September 24, 2004
BUENOS AIRES - Today Mary Jones has different names, languages and nationalities. We can find her poor and forgotten on the streets of Calcutta, thirsty for water and hope in Sudan, exposed to danger in a Sao Paulo suburb or washing car windows on an avenue in Buenos Aires, said Marcelo Figueroa.
The Secretary General of the Argentine Bible Society (SBA) was referring to Mary Jones, a young Welsh girl who worked for six years to save up enough money to buy her own Bible and then walked 40 kilometers to get it. Her efforts inspired a small group to found the British and Foreign Bible Society in 1804 to disseminate the Bible.
Figueroa spoke in an act commemorating 200 years of what are now the United Bible Societies, last September 21.
Today the Bible, or parts of it have been translated into 2,355 languages of the approximately 6,000 spoken around the world. The United Bible Societies, present in more than 200 countries, distribute approximately 600 million scriptures a year.
Figueroa noted that the SBA, founded in 1825, has distributed the Bible in the indigenous Toba, Mocovm, Pilaga, Chorote, Wichm, Yagahan and Quichua languages.
The story of Mary Jones, he said, was repeated recently when Adriana and Veronica, two young Wichis, who live in the province of Formosa found out that the Bible was being distributed in Wichi and walked 15 kilometers with some artisan work, the only thing they had to offer in exchange.

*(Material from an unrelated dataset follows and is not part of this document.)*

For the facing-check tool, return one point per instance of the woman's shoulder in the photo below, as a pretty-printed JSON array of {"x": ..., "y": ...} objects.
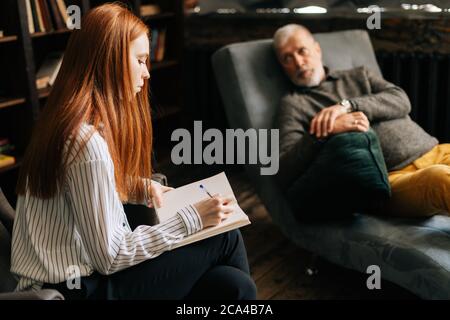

Adriana and Veronica call us, challenge us and give us strength to continue forward, he said.
He said that the SBA is lobbying so that under Argentina law the fourth Sunday of September be named the National Bible Day. This proposal is supported by representatives from both the Catholic and Evangelical Churches.
During the same ceremony, Salvador Dellutri, president of the SBA, emphasized that the Bible, as the Word of God in eternity, is always integrated in time. When we began the XXI Century, he said, we were filled with hope.
However, the short road we have traveled is showing us that this optimism is unfounded: intolerance, violence, hatred, death, oppression, hunger and misery occupy front and center stage.
We are before violence of an international scale. However, the most shameful and terrible thing is that in some cases the name of Jesus Christ is used to justify "preventive wars against evil" and they attempt to disguise voracity under the label of "just war" or, worse yet, "a holy war."
However, together with the openly war-based violence there is another violence: that of misery and poverty. Selfishness, ambition and materialism dominate the world scene. Powerful transnational capital impose a neoliberal model and insist on a universal market, responding to the most unjust and unfair capitalist interest in human history, said Dellutri.
We are moving toward a future, he said, where 500 million people will live in opulence while 5.5 billion will sink in hunger and misery.
If the international panorama is not encouraging, what is happening in Argentina is also extremely serious. We live in a bankrupt nation, marked by profound social problems and frightening poverty and misery. We live in the midst of terror, faced with constant insecurity, confused by the imprecise lines between criminals and public servants, said Dellutri.
Today, theft, death and destruction seem to have overtaken our society. For this we must turn our eyes and heart to Jesus Christ, because he is the only one who can give us true life. As Argentines we must call each other to true repentance. Without this spiritual renewal that will truly change our conduct there will be no future. Today, we are surrounded by shadows that frighten us. It is time to stand before God, with our face to the sun, he concluded.